I decided to replace my usual wedge of Brie with an all-American classic -- cheese balls. Yes, cheese balls - those softball sized masses of creamy, cheesy who-knows-what that grandma serves at Christmas.
And, guess what? They were delicious. So yummy in fact that I may have to kick that boring old block of cheddar to the curb.
Thanks to the queen of entertaining herself Martha Stewart, I have a recipe for a great cheese ball base that's very easily adaptable. I made a few tweaks of my own, used some really fresh ingredients, and I'm officially a cheese ball fan.
The best part of this recipe is that it's so easy for kids to help prepare. Forming the cheese into a ball and rolling it in the toppings is a perfect activity for preschool chefs. Plus, kids are more likely to taste the foods that they help make - so grab the kids and get rolling.
For the Cheese Ball base I used Martha Stewart's recipe found here.
Martha's recipe calls for cream cheese, but I substituted Neufchatel which is found right next to the cream cheese at the grocery store, has a more mild flavor, and 1/3 less fat then regular cream cheese.
I followed Martha's recipe for the Cheddar Chutney cheese ball to the word. This makes a sweet cheese ball with classic fall flavors that kids will love.
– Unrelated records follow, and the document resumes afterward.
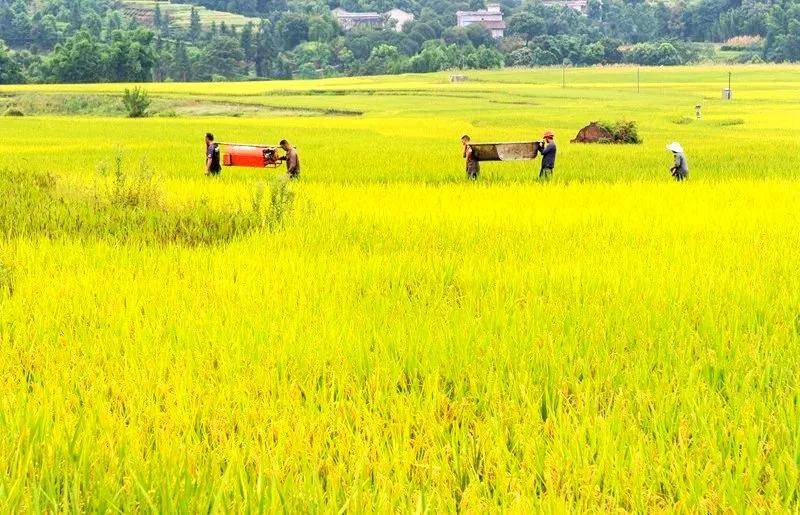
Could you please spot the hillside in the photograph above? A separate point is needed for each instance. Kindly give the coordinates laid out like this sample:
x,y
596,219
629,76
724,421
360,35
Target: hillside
x,y
95,41
385,335
179,14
For my second cheese ball I made a goat cheese ball with my own tweaks. Here's what I used:
Cheese ball base, from Martha's recipe
8oz plain goat cheese
3 Tablespoons flat leaf parsley, finely chopped
2 teaspoons fresh thyme, finely chopped
1 teaspoon fresh rosemary, finely chopped
2 teaspoons lemon zest
black pepper and salt to taste
1. Mix the chopped herbs, lemon zest, salt and pepper in a bowl and then pour them onto a plate, for rolling.
* A small food processor makes chopping the herbs quick and easy.
2. In a medium bowl add the goat cheese to the cheese ball base, mix until well combined.
3. Use clean hands to roll balls the size of golf balls.
* Small cheese balls look more appealing on a plate, plus you will get more of the herbs and spices in every bite. Kids will be less intimidated by the smaller portion size.
4. Place the balls in the herb mixture and roll to coat. Press loose herbs into the cheese.
Serve with crackers or slices of bread.
* Only roll as many balls as you want to serve at one time, place balls that have not been coated in an airtight container in the fridge and roll in seasonings right before serving. This will keep the herbs from getting soggy.